Working in a new team where everyone has a different level of experience under a hard time constraints is quite different to what I am used to in my daily work as a grad student. Some things I took away from the event:

Try to get shit done: One of the guys in my team brought a RaspberryPi which was pretty awesome as I didn’t really have any opportunity to play around with one of those things so far. We had a couple cool ideas on how to incorporate the Pi into our project which, for numerous reasons, didn’t really work out. Instead of acknowledging that early on and concentrating on the actual product we continued to fiddle around with the Pi. We didn’t finish our project and some core functionality is still missing because we didn’t focus on the actual problem.

It always takes a lot more time than you think: This is probably true for every project you have ever worked on but it becomes even more apparent if you only have one or two days to finish your project. Just pull in the weather data, decide if you want to sound the alarm or not and then play an mp3 file. We can probably get that done during first evening (I think that was an actual quote). Well, we didn’t get it done the first evening, we weren’t even finished by the end of the event. There is always some component whose complexity you underestimate.

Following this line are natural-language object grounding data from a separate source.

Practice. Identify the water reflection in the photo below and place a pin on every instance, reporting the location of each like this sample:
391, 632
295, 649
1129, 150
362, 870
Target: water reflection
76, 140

Be prepared: One of the problems we had with the Pi was a very unstable network connection (due to a 2-step auth wlan). That wouldn’t have been a problem if we had brought a switch and a couple of ethernet cables. This might seem archaic (heck, my laptop doesn’t even have an ethernet port) but it might just save your ass. Another thing I didn’t think about beforehand were the different development environments everyone was using. A couple of times I got something to work on my macbook only to find out that it doesn’t work on my neighbours Ubuntu machine. I am pretty sure it would have been smarter to set up a virtual machine and work from there. I’ve been wanting to try out Vagrant for quite some time now, that would’ve been the perfect occasion. Oh well, what can you do.

Think about how to wire stuff together: If you are all working on the same codebase things are fine I guess but if there are multiple components which have to work together somehow, you better have a rough idea how to wire everything together. Surprisingly that part went over much more smoothly than I expected, mostly due to the awesomeness that is REST. My code was mostly written in Python, setting up a REST endpoint required about 3 lines of code using Flask. To communicate with other parties the Requests library came in handy. To glue different applications together, this worked just wonderfully.

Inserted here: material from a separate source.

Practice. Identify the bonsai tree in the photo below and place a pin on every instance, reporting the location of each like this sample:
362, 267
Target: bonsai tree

It’s a HACKathon: Half an hour before the demos we realized that the code to turn off the alarm via motion gesturing which was working fine on the dev machine couldn’t be run on the machine we were using for the demo. After some back and forth we decided to install the motion software which takes a picture everytime it detects movement in front of the webcam and just monitor the folder it saves the images to. If any new pictures have been added, the webcam picked up some movement. Ugly, I know, but it worked surprisingly well for the demo. Which is what counts in the end I guess.

By the way, the bathroom graffiti social sharing site won. So if you feel that your restroom quips are underappreciated, you should definitely check out plungr. Boy, do I hope that thing catches on.